Face à un tel interlocuteur, se lancer dans une explication de la théorie postcoloniale serait hasardeux. Il faut faire simple : mais oui Laurent, dans une société traversée de part en part par le racisme, même un musulman peut être raciste, alors ne parlons même pas des « antiracistes », des « progressistes » ou des « anticolonialistes » (notons d’ailleurs qu’on est soit musulman, soit progressiste, les deux à la fois c’est comme musulman-chrétien, c’est un peu compliqué).

Avertissement : le passage qui suit pourrait heurter l’intelligence des personnes attachées à l’idée que le racisme existe en France.

« Cette théorie essentialise la culture française, qualifiée de « postcoloniale » par nature, (alors que ses promoteurs se battent par ailleurs contre « l’essentialisme »), permet d’accuser de racisme à peu près n’importe quel acteur public, dès lors qu’il critique une religion. Ainsi Libération, qui a toujours soutenu la cause antiraciste, est-il traité de raciste par un exalté du Net, ancien porte-parole du CCIF. Ainsi on traite de raciste la ministre Laurence Rossignol, militante antiraciste de toujours, parce qu’elle a employé un mot avec maladresse. Ainsi est-il scandaleux, quoi qu’on pense de l’appel au boycott lancé par Elisabeth Badinter, d’assimiler la parole de la philosophe à une forme de racisme. Elle veut défendre l’individu émancipé contre la contrainte religieuse et la tradition, la liberté contre la communauté. Où est le crime? Ainsi on qualifie de raciste la loi qui prohibe les signes religieux ostensibles dans les salles de classe, alors qu’il s’agit d’une règle laïque qu’on peut contester mais qui n’a évidemment rien de « raciste ». »
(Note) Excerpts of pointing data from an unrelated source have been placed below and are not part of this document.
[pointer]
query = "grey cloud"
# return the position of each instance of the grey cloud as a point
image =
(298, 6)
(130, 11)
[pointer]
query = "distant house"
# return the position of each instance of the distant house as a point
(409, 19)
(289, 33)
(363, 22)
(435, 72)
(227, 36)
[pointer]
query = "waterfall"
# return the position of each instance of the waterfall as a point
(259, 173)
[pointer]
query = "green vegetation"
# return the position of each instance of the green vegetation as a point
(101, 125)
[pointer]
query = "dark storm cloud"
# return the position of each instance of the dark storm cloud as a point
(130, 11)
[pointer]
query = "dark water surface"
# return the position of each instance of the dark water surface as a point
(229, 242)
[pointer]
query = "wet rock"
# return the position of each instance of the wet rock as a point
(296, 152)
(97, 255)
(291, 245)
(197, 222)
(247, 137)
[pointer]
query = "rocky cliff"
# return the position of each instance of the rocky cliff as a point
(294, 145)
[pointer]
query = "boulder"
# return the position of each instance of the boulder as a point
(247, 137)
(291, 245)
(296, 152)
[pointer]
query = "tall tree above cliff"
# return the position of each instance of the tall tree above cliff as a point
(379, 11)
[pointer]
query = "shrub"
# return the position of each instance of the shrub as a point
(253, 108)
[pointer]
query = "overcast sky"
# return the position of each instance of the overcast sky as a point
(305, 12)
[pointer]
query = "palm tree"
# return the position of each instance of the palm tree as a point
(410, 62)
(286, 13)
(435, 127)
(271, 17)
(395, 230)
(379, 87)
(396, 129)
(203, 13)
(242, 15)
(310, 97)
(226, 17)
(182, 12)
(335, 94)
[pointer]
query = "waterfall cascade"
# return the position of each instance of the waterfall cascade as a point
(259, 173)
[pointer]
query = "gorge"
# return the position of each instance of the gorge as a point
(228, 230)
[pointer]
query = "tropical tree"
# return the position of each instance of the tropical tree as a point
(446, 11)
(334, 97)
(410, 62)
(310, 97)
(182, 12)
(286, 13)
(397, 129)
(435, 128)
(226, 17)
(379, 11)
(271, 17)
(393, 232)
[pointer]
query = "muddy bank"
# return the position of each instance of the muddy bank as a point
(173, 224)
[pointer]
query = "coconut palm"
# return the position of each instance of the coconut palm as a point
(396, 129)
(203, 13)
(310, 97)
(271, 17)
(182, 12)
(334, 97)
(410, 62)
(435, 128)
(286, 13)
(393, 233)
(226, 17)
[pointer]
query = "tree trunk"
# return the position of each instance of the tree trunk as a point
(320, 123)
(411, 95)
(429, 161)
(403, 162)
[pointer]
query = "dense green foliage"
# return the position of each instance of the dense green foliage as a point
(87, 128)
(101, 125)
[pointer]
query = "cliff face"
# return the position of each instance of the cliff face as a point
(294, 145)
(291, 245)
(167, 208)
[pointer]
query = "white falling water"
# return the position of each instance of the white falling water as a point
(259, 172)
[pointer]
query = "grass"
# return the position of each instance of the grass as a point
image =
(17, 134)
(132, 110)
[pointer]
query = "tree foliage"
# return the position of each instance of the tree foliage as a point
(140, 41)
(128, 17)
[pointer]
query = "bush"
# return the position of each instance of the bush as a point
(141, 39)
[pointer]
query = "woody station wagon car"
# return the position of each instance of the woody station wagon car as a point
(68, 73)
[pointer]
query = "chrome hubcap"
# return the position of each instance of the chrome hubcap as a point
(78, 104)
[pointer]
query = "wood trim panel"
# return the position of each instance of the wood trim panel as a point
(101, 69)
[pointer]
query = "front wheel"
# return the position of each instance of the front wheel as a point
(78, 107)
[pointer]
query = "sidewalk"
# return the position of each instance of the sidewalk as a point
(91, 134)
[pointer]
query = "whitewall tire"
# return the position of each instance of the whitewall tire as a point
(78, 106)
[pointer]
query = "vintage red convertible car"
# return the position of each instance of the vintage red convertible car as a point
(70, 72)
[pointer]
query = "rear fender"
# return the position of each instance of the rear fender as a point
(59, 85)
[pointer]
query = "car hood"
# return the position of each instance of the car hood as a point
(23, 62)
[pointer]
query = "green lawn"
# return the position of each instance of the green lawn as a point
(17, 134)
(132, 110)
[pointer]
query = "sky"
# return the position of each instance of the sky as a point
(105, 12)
Le gars finit en roue libre. On se frotte les yeux et puis on se dit qu’à force de creuser, le patron de Libé va vraiment finir par trouver du pétrole, ce qui pourra renflouer les caisses du journal. On se demande à la lecture de ce passage si le racisme existe dans ce pays et quelle est l’utilité des organisations antiracistes (fortement subventionnées) qui ont la sympathie de Joffrin.

Touche pas à ma nationMais le plus drôle c’est cette tendance – dont Joffrin n’a pas le monopole – qui consiste à essentialiser le racisme. Quand on est raciste, on l’est à vie. Pareil quand on est antiraciste. On a son petit badge, ou on ne l’a pas.

C’est comme ça que Laurence Rossignol (cofondatrice de SOS Racisme) devient une « militante antiraciste de toujours ». Elle est racialement antiraciste. Quand bien même elle forcerait sa nature et chercherait à dire quelque chose de raciste, elle n’y parviendrait pas la malheureuse.

Exit donc la question du racisme du gouvernement. Sauf bien sur si la droite revient aux affaires en 2017. Là, on pourra ressortir les « éditos » indignés et organiser des concerts pour lutter contre le « nouveau pas dangereux qui vient d’être franchi par… bla bla bla ».

Mais comme toute bonne chose à une fin (sauf la banane qui en a deux), Joffrin conclut son édito : « N’est-ce pas un piège pour le nouvel antiracisme que d’utiliser les mêmes ressorts que l’ancien racisme ? »

Ce n’est qu’en assimilant le « nouvel antiracisme » à l’ « ancien racisme » que Laurent Joffrin et ses acolytes peuvent continuer à être les chiens de garde de l’ « antiracisme à papa ».

Celui où nous autres racisé-es n’aurions surtout pas notre mot à dire.